Driving into Le Mans on Wednesday, my wife and I were pleased to observe, scuttling towards us on the opposite side of the road, an elderly open-topped sports car with a man at the wheel wearing an old-style crash helmet, complete with goggles. It was an appropriate introduction to a city best known for motor-racing, especially the gruelling Circuit du 24 Heures, which in June this year celebrates its one-hundredth anniversary.
Le Mans will be resolutely en fete in the run-up to the big race, dominated in its early days by Bentley and in the 1950s by Jaguar. The British made their mark early, with victory by Dudley Benjafield and Sammy Davis in 1927, but it was their countryman Derek Bell who was the breakout star, winning five times, usually at the helm of a Porsche, between 1975 and 1987.
At this point, I should come clean and admit that I am not a big fan of motor racing. Formula 1 means nothing to me, though I have been vaguely pleased to note the progress of Lewis Hamilton over the last ten years or so. But the Le Mans 24 has always had an aura of glamour about it. I don’t know why. So as Louisa and I drove into the race’s host city, it was disconcerting to be forced to remain in first and second gear most of the time as a combination of road works and the evening rush-hour reduced traffic to a crawl.
Racing cars aside, Le Mans up until 14 November 1940 might best have been compared to Coventry, the one-time jewel of the English Midlands. The two cities – both of them closely bound to the fortunes of the Plantagenet dynasty and its successors – reached their peak in the late Middle Ages, boasting impressing arrays of architectural gems, religious and civic. But whereas Coventry was destroyed in a relentless ten-hour blitz by Hitler’s Luftwaffe, Le Mans survived down the centuries more or less intact.
Today, Le Cité Plantagenêt is a delight that ought to be much better known. The cathedral, surrounded by cobbled streets and half-timbered houses, is dominated from the outside by its tower, a monstrous construction that looks as if it was modelled after a particularly robust castle keep. But the rest of the building is delicately poised, as if held together on a wing and a prayer. The flying buttresses and stained glass are remarkable, owing their provenance in part to Henry II of England, born in Le Mans and a frequent visitor.
The rest of the old town, looking down on the fast-flowing Sarthe River across walls dating back to the late Roman period, is exactly as higgledy-piggledy as you would hope. The bars are full of locals and the restaurants – no strangers to hearty meat dishes – seemed to me cheerfully staffed and reasonably priced.
But lest I sound like I’ve been handed a freebie by the town council, I should add that the Le Mans of the twenty-first century is for the most part undistinguished. At some point in the 1960s and ’70s, it was obviously decided that a city-centre makeover was required, resulting in a profusion of dull, Lego-inspired buildings, mostly the colour of cement and brick dust that line the French equivalent of contemporary English high streets.
But, as in England, the 1980s and ’90s witnessed something of a return to form.

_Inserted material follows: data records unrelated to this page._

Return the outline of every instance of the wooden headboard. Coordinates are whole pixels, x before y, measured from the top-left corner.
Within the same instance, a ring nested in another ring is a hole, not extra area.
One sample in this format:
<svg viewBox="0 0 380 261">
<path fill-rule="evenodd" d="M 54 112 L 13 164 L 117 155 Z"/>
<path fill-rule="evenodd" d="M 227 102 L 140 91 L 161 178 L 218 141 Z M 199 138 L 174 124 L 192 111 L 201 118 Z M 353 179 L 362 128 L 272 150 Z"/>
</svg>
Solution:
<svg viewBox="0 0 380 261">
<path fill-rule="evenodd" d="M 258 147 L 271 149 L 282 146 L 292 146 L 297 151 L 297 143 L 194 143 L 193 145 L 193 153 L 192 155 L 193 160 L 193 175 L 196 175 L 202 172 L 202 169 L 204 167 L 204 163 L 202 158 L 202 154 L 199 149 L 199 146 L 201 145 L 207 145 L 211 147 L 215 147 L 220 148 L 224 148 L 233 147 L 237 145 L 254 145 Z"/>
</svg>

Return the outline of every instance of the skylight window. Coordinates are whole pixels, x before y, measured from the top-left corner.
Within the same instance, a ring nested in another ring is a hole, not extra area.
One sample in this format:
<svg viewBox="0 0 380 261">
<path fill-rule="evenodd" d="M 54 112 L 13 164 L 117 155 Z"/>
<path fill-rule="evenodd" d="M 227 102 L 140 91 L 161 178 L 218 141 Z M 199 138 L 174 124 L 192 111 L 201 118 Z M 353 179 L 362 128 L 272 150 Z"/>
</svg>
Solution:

The courthouse and (however improbably) the new downtown shopping mall, are welcome additions to the landscape, unlike the dreary Place de la République on which a handful of strikers gathered on Thursday to mark the latest so-called Day of Action protesting the planned rise in the age of retirement from 62 to – gasp! – 64.
The reason we were in Le Mans in February was to attend a funeral. The father of a good friend from Paris had died after a long illness and we were invited to attend what proved to be an entirely secular event in the company of fifty or more Manceaux and Mancelles. The mood was alternately sombre and upbeat, as is the way with such things. Our friend was saying goodbye to a parent but was glad to have spent his father’s last hours holding his hand and, as it happened, making peace with his brothers.
I have just three recommendations to make for anyone contemplating a weekend in Le Mans. Ignore the Michelin Guide, just take pot-luck. You will not be disappointed. Stay at L’Hotel Particulier, with its beautifully appointed rooms and subterranean swimming pool, where you will be warmly welcomed by the owner, Cécile Bayon. And enjoy a pint or two of Guinness at the ever-lively Lodge Irish bar, which has nothing Irish about it but is none the worse for that.
Just don’t come in June unless you’re a racing fan. Parp-parp!